Carey Morris [left] and Lauren Spicer are in the business of helping raise “free range children”. PHOTO/GIANINA SCHWANECKE

GIANINA SCHWANECKE
gianina.schwanecke@age.co.nz

Nestled in the foothills of the Tararua Range, a new early childhood education centre is preparing to open.

Located in the former family home of manuhautu [founder] Lauren Spicer, He Pounamu Early Nurture, has a point of difference.

The journey of transforming the home where she had raised her four children and lived for more than 20 years began in 2017.

She still lives on site, upstairs with her husband and youngest son.

“We aim to be fully bi-cultural,” Spicer said.

The centre is guided by the Maori concepts of kaitiakitanga [guardianship] and whanaungatanga [building relationships].

Kihautu [head teacher] Carey Morris has 17 years of experience working with young children.

She met Spicer while they were both studying and that is where their love for kaupapa Maori was born.

“Children raised in nature, who have happy memories growing up, become eco warriors,” Morris said.

“We are going to keep it as natural as possible.”

Outside there’s soon to be a sensory garden, with plants like Lemon Verbena, where children can engage their sense of smell.

An outdoor garden encourages children to graze, as well as teaching them more about where their food comes from.

“Studies have shown that children are more likely to eat vegetables if they get to pick it themselves,” Morris said.

“We don’t have a set time for eating but will be monitoring to make sure they are getting fed.”

A pet sheep, a small herd of milking goats, ducks, and chickens of all ages and stages encourages children to be comfortable around animals.

The property is surrounded by paddocks and there is a small river nearby where the children may go on regular field trips.

Children are encouraged to get muddy – shower facilities and all-weather gear are provided.

“We had some children visiting the other day and playing in the garden,” Morris said. “They started making a confidence course.”

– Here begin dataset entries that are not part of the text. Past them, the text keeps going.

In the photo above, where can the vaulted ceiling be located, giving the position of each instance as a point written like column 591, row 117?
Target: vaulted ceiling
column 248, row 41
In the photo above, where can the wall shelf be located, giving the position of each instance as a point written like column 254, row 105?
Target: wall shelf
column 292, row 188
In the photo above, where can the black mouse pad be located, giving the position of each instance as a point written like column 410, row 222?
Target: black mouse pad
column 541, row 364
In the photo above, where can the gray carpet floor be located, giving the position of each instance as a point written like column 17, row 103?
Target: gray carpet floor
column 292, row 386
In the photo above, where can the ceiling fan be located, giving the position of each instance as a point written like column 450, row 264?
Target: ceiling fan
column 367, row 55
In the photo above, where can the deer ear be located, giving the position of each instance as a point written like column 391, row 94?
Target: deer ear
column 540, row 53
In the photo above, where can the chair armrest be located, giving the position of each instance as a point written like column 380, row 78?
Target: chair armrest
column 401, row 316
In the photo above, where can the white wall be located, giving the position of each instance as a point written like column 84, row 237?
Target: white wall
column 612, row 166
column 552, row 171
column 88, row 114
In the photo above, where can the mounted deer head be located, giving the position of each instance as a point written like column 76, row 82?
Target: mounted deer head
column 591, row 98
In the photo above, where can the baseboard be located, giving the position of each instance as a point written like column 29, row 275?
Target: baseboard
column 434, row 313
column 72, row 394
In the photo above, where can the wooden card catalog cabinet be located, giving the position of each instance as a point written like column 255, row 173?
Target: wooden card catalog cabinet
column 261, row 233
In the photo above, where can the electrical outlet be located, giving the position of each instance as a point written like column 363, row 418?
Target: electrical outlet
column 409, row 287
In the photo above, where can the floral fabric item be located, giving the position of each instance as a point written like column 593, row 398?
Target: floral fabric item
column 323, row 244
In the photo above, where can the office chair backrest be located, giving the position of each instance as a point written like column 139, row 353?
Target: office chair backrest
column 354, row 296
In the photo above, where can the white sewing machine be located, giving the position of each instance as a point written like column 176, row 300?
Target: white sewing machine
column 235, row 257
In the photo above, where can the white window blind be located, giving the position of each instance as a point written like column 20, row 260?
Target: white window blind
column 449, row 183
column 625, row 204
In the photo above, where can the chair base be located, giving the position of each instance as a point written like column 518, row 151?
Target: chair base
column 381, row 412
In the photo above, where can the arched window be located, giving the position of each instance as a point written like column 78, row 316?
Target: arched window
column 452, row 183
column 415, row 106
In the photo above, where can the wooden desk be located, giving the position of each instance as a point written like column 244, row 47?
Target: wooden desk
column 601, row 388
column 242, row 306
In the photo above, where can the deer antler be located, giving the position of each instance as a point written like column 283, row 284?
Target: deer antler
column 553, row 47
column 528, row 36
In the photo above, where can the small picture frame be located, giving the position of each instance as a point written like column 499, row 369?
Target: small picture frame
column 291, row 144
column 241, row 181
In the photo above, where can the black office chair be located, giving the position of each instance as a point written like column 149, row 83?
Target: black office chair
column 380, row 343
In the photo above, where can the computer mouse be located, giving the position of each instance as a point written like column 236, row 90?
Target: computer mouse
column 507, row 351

There’s also a strong focus on sustainability.

The children’s playthings are made up of wooden pieces, homemade playdough, and other natural resources, such as Spicer’s collection of seashells and starfish from her mother.

There’s only a handful of plastic toys, and even these, like almost everything else, have been sourced second-hand.

“There will be more teachers than you would normally see [in an early childhood education centre], to watch and guide them,” Morris said.

Seven fulltime equivalent staff members will cater for up to 30 children, 10 of which may be under two years old.

Mixed age play will be encouraged.

There’s already been a lot of interest from those involved in getting the centre off the ground.

“People don’t want to leave when they come here,” Spicer said with a laugh. “Even the parents and older siblings.”

They hope the centre will be ready to open in February after being signed off by the Ministry of Health and Ministry of Education.